Tiny gadget that shares your USB HDD on the network

Review You've got yourself a big old external hard drive. You've got yourself a network. How do you bring the two together?

Addonics' NASU2 NAS Adaptor is a good place to start. It's a tiny, 70 x 32 x 25mm black box with a USB 2.0 port at one end and a 10/100Mb/s Ethernet port at the other. There's a dinky 285mm patch cable in the box to hook the unit into your router, and you can use the USB cable that came with your HDD to connect the NAS Adaptor to the drive.

Addonics NASU2 NAS adaptor

Addonics' NASU2 NAS adaptor: compact size, compact price

The unit takes a 5V power feed - there's a suitable AC adaptor in the box - and it's capable of keeping a bus-powered drive pumped full of juice. We tried the NAS Adaptor out with a 250GB Iomega eGo we had kicking around the Register Hardware office and had no trouble using it without its own power supply.

That said, you'll need a powered hub if you want to attach multiple USB devices to the Adaptor. We tried it with a bus-powered mini-hub, and the NAS Adaptor would only see the connected USB Flash drive not the Iomega.

Last but not least on the subject of power, British buyers will be sent the UK version of the NASU2, which comes with a British three-pin plug on the phone-style AC adaptor.

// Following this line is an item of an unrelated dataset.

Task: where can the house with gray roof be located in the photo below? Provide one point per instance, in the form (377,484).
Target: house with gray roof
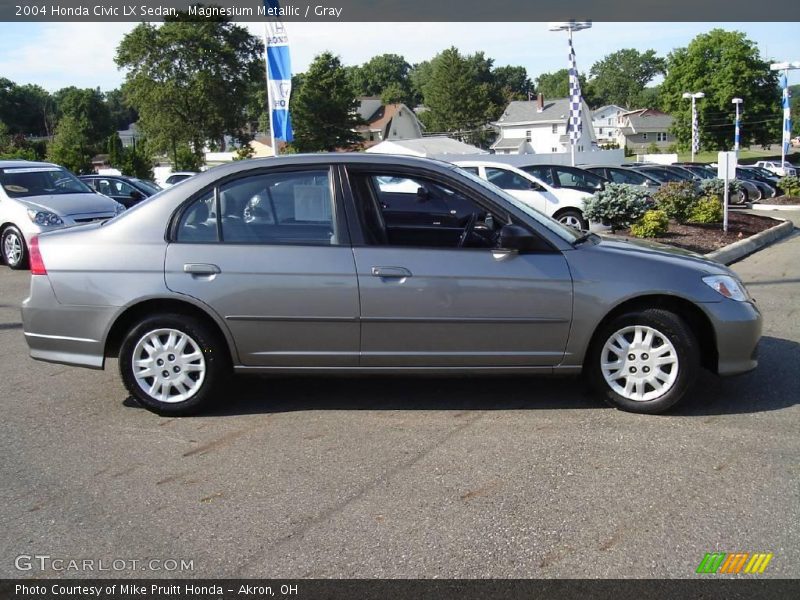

Addonics NASU2 NAS adaptor

Not a complex port array

In addition to all the network-centric hardware, the NAS Adaptor contains operating system enough to host a basic web server for the administration console, plus servers to share the connected storage. Addonics claims it'll host up to 64 concurrent SMB clients and eight concurrent FTP users. We haven't that many computers to try, but it certainly had no problem simultaneously swapping data with the two or three machines you might find on a home network.